Boualem Khoukhi tiene treinta y cinco años, es un capitán cuyo nombre casi nadie fuera del Golfo había tenido que aprender y durante noventa y tres minutos en el San Francisco Bay Area Stadium fue un pasajero en el partido de otros. Entonces, en el cuarto minuto del descuento, saltó. Un centro colgado desde la izquierda, la defensa suiza quieta, mirando, y Khoukhi cabeceó limpio a la escuadra. Un remate. Un 1-1 que Suiza no tenía ningún derecho a encajar. Fue lo único que Catar hizo bien en toda la noche, y bastó.

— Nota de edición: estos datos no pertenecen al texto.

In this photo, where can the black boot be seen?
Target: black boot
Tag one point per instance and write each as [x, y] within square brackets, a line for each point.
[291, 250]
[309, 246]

La hora anterior fue una lección, y la daba Suiza. El equipo de Murat Yakin atravesó a Catar cuando quiso, con Granit Xhaka marcando el ritmo desde atrás y Manuel Akanji saliendo de la defensa para iniciar jugada tras jugada. Dan Ndoye debió liquidar el duelo antes de que empezara: falló dos ocasiones claras en los diez primeros minutos. Al final, Suiza acumulaba una cifra de goles esperados por encima de dos; Catar no llegaba a media ocasión. La diferencia entre los dos equipos no era una opinión. Era una cuenta.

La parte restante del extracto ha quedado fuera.